Films illustrés par Gwendoline Clossais FacebookTwitter
01/01/2004
Mots-clés : critique de cinéma,
 

Stormy Weather de Sólveig Anspach

Un désespoir tranquille

 Dans un hôpital psychiatrique bruxellois, une femme emmurée dans son silence erre de corridors en salles de soins, le visage habité d'une trop grande douleur. Personne ne la connaît, personne ne sait d'où elle vient. Énigme de la folie, elle est arrivée là, la tête pleine d'une mer en tempête, rature tourmentée à la surface de la normalité. Fascinée et bouleversée par cette souffrance muette, Cora, une jeune psychiatre, s'attache à cette femme blessée et progressivement gagne sa confiance. S'installe alors entre elles, une intimité presque charnelle où Cora se livre et joue sa vie comme un don de soi jusqu'au jour où au cours d'une promenade en forêt, le mur du silence se brise et l'inconnue se croyant perdue crie le nom de Cora comme un appel au secours.

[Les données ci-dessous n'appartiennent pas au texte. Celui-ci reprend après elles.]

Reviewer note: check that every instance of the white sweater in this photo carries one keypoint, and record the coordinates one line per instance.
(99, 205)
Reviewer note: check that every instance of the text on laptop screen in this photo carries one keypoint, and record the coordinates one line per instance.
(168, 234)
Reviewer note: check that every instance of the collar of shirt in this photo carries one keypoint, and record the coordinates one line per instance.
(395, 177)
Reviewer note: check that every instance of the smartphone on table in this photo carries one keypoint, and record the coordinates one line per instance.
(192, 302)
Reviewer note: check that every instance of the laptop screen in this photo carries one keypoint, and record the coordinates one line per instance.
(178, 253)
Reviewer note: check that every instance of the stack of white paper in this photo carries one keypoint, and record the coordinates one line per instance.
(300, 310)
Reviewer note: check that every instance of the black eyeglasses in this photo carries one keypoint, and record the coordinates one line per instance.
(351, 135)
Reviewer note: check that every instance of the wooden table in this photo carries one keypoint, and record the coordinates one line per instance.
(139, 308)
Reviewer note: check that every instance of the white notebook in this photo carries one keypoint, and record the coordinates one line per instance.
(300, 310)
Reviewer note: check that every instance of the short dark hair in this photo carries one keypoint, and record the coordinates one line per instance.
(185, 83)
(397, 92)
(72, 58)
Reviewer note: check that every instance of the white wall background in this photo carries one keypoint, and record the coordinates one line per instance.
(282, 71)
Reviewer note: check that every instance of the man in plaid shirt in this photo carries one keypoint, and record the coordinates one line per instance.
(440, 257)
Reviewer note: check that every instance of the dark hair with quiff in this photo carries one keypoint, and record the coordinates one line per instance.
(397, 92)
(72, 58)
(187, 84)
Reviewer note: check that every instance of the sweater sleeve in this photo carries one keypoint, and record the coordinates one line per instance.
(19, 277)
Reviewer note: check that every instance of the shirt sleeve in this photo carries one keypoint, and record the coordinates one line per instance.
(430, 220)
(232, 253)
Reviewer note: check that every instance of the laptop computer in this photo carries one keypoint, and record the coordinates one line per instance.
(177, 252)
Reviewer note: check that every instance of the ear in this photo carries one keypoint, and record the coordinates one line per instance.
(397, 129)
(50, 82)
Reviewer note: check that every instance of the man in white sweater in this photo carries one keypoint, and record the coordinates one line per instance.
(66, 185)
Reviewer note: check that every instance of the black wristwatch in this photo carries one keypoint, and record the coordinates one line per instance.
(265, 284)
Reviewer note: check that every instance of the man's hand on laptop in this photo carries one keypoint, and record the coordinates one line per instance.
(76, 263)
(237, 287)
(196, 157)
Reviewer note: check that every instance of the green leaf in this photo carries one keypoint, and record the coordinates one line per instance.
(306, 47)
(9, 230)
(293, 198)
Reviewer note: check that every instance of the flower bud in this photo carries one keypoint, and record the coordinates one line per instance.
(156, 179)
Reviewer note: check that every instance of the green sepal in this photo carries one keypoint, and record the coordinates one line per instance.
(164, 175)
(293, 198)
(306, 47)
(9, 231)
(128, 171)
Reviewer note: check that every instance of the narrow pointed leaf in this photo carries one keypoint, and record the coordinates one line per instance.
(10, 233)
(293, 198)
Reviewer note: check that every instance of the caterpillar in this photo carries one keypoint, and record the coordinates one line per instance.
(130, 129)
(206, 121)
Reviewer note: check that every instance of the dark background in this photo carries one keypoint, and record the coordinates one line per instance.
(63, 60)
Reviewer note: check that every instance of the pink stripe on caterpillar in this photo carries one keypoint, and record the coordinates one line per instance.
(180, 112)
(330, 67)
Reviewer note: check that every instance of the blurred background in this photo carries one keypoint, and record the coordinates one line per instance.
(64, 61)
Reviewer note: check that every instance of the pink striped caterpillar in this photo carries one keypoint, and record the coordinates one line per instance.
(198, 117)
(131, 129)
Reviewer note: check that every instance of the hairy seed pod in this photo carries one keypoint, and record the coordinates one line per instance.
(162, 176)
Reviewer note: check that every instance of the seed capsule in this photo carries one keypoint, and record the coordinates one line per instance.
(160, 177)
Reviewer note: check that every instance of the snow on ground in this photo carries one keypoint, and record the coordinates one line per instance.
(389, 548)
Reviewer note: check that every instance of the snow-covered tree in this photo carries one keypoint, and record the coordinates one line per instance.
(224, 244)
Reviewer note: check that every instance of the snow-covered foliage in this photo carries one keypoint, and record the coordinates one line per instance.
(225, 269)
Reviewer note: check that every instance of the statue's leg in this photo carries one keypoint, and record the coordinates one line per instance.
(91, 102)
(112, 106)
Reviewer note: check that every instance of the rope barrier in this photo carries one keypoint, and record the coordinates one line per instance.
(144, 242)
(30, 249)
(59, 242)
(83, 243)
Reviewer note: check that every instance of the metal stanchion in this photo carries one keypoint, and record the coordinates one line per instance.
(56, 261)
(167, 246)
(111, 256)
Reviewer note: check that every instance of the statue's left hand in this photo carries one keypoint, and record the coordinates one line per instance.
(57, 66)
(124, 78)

Premier pas vers une guérison que l'on devine difficile, ce cri restera pourtant sans lendemain. Enfin identifiée, la femme sans nom est repartie via son ambassade vers son pays d'origine, l'Islande. Départ brutal qui laisse Cora désemparée face à une décision administrative qui lui semble par trop injuste. Aussi refusant d'assumer une telle rupture, elle décide, sur un coup de tête, de partir pour l'Islande où dans un petit village de pécheurs au paysage glacé de grisaille hivernale, elle retrouve Loa, sa patiente, qui plus que jamais privée de parole, vit auprès de son mari et de son enfant, ayant repris son travail dans une exploitation industrielle de poissons.

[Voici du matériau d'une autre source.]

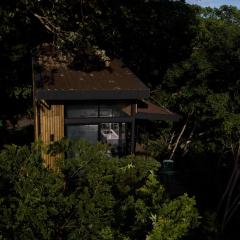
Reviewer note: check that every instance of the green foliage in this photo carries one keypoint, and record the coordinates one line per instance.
(174, 219)
(89, 196)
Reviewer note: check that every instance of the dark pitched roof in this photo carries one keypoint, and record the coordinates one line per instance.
(59, 82)
(150, 111)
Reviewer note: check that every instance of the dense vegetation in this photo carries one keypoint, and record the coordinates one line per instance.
(90, 196)
(187, 55)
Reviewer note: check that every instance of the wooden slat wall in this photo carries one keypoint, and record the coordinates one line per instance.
(51, 123)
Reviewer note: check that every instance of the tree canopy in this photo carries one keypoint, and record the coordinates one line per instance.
(90, 196)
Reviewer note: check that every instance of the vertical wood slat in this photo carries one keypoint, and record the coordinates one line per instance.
(52, 122)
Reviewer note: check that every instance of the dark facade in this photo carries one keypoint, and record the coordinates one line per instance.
(101, 105)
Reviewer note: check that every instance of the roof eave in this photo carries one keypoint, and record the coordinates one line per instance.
(91, 94)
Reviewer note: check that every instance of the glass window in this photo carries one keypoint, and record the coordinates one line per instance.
(111, 110)
(86, 132)
(81, 111)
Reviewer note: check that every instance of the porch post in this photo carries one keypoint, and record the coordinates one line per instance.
(133, 113)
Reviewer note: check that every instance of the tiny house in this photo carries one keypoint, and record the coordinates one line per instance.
(99, 105)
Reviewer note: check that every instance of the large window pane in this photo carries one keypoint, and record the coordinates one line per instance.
(81, 111)
(86, 132)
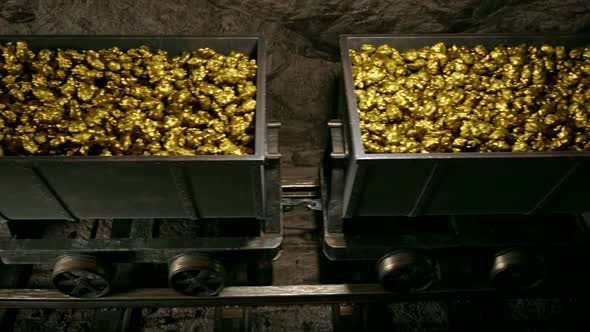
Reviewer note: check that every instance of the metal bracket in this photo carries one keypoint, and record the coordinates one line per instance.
(337, 139)
(289, 204)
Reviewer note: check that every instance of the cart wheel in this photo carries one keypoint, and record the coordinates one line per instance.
(196, 275)
(516, 268)
(81, 276)
(405, 271)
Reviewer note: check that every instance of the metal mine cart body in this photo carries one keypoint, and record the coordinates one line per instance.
(244, 189)
(404, 194)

A partir de là, Stormy Weather, le dernier film de Sólveig Anspach, propose une vision de notre monde d'une désespérante tristesse. Se serait desservir le film que d'en livrer ici le déroulement tant la part d'ombre de la vie de Loa, le parcours chaotique de Cora, la résolution finale de leur relation font l'objet d'un suspens feutré où le spectateur s'investit et doit participer. Car judicieusement construit Stormy Weather intrigue et l'on suit avec intérêt les tentatives de Cora pour enrayer un état de chose qui touche et dérange tout à la fois. Jouant son film sur la sincérité de ses personnages, Solveig Anspach dirige ses comédiennes avec beaucoup de vérité et use d'une caméra à l'épaule qui renforce encore le côté réaliste des situations. 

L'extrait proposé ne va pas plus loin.